月上中天時,殷渺渺和嶽山已經基本敲定了合作的方式,具體的細節問題可以慢慢商量。
殷渺渺邀請他去沖霄宗裡親眼看一看,他同意了,但懇求延遲些日子:「犬子與小女資質不佳,未能拜入貴門,既然有機會,想叫他們一睹三大宗門的風采。」
這是小事,她自然答應了。
不知道是不是因為談得很投契,又或者是嶽山的生意人本性,殷渺渺離開花影樓時,接到了一份新鮮出爐的禮物。
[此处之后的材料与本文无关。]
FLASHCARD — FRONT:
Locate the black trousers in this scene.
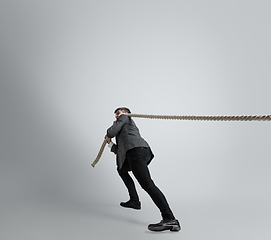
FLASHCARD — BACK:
[117,147,175,219]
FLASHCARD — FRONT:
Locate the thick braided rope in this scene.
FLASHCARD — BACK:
[127,113,271,121]
[91,113,271,167]
[91,137,109,167]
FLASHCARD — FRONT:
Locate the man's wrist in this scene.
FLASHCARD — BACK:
[108,142,114,148]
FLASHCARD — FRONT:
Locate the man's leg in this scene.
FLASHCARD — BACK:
[126,148,175,220]
[117,162,141,210]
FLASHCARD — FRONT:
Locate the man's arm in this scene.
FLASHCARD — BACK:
[108,142,118,154]
[107,114,129,138]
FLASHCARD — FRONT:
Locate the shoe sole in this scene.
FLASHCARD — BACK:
[148,226,181,232]
[120,204,141,210]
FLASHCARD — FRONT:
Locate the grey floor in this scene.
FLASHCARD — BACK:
[0,190,271,240]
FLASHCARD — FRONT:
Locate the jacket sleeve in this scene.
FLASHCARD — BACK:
[107,114,129,138]
[111,144,118,154]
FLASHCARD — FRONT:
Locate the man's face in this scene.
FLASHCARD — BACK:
[115,110,125,118]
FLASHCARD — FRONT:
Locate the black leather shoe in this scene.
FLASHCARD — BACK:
[148,219,181,232]
[120,200,141,210]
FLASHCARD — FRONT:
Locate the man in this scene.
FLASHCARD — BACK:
[105,107,181,231]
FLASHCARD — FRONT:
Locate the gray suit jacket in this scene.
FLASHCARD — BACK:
[107,114,154,168]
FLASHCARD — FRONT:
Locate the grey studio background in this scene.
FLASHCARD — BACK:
[0,0,271,240]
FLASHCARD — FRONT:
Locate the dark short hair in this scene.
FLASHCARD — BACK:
[114,107,131,113]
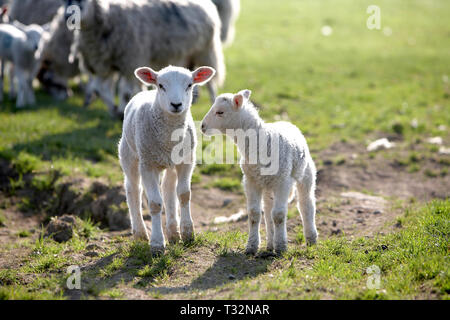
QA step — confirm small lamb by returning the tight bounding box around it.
[201,90,317,254]
[0,21,44,108]
[119,66,215,253]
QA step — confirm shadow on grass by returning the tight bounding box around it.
[72,243,274,299]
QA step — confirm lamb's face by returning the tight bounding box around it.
[201,93,239,136]
[156,68,194,114]
[134,66,216,115]
[201,90,251,136]
[64,0,88,20]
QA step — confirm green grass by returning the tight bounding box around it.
[220,200,450,299]
[0,0,450,299]
[0,0,450,182]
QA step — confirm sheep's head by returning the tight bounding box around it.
[135,66,216,114]
[63,0,92,21]
[201,90,252,135]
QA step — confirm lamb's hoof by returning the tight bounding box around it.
[167,232,181,244]
[256,250,276,259]
[133,232,149,242]
[275,244,287,256]
[181,225,195,243]
[133,230,149,242]
[305,232,317,246]
[245,246,258,256]
[150,246,166,257]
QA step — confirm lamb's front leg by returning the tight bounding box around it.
[0,60,5,102]
[162,168,180,243]
[140,166,165,253]
[264,192,274,251]
[272,180,293,254]
[244,178,262,254]
[176,164,194,242]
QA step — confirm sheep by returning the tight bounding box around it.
[119,66,216,253]
[0,22,43,108]
[212,0,241,46]
[36,6,80,100]
[66,0,225,118]
[201,90,317,254]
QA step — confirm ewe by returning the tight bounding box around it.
[202,90,317,254]
[119,66,215,253]
[65,0,225,115]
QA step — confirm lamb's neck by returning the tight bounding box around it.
[230,106,265,158]
[81,1,106,30]
[152,96,190,134]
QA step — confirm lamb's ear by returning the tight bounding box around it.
[233,93,244,111]
[192,67,216,85]
[134,67,158,86]
[239,89,252,100]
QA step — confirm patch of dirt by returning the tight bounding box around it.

「區區薄禮,不成敬意。」嶽山笑眯眯地說,「道友收下吧。」
殷渺渺看看手裡的身契,再看看垂手立在身側的花魁,心想,她在外的名聲恐怕絕對好不到哪裡去。
送普通的禮物不好嗎?非要送人。
然而,或許是出於某種熟悉感,又或許只是惡趣味,她想了會兒,疊好了身契塞進袖子裡:「卻之不恭。」
身側的人緊繃的肩膀終於鬆弛了下來。
因為要多帶個人,回門派的時候,殷渺渺就沒有騎兔虎,改用紅葉飛行。這件飛行法器於雲海上格外合宜,飄飄蕩蕩,宛若深宮裡流出的一葉情書。
雲霧翻騰,星子沒有了雲氣的遮掩,璀璨得熠熠生光,夜色是浸透了水的幕布,是一種厚重又幹淨的深藍。
「以前見過雲海上的景象嗎?」她問坐在身邊的人。
他搖搖頭,溫情脈脈地說:「從未有幸見之。」
殷渺渺不置可否,又問他:「你叫什麼名字?」
「稱心。」
「人如其名。」她微微笑了笑,「為什麼要來我身邊?不要和我說慌,好端端的送我個紅倌人,可不像是月影商號會做的事。」
送禮也是有講究的,鳳霖雖然給神妃做過禁臠,好歹是羽氏血脈,論血統就比旁人高貴得多,但普通的男寵,不是元陽之身,就好比是花瓶破了個口、套杯少了一個,完全不像話。
必然是稱心在背後做了些手腳,叫人誤以為她對他有意,這才讓嶽山把人送過來了。
稱心輕輕說:「仙子慧眼,這的確是我求來的。」停了一停,又道,「我想離開那裡。」
這是一個老套又乏味的故事。緣樓比鼎樓高貴,所以能自己打出招牌的,無疑是容貌、性情、才藝樣樣不缺的人,若是有特殊的體質,更是錦上添花,但他不比蓮生美貌,在外貌上便輸了一籌,只能淪落進鼎樓賣笑。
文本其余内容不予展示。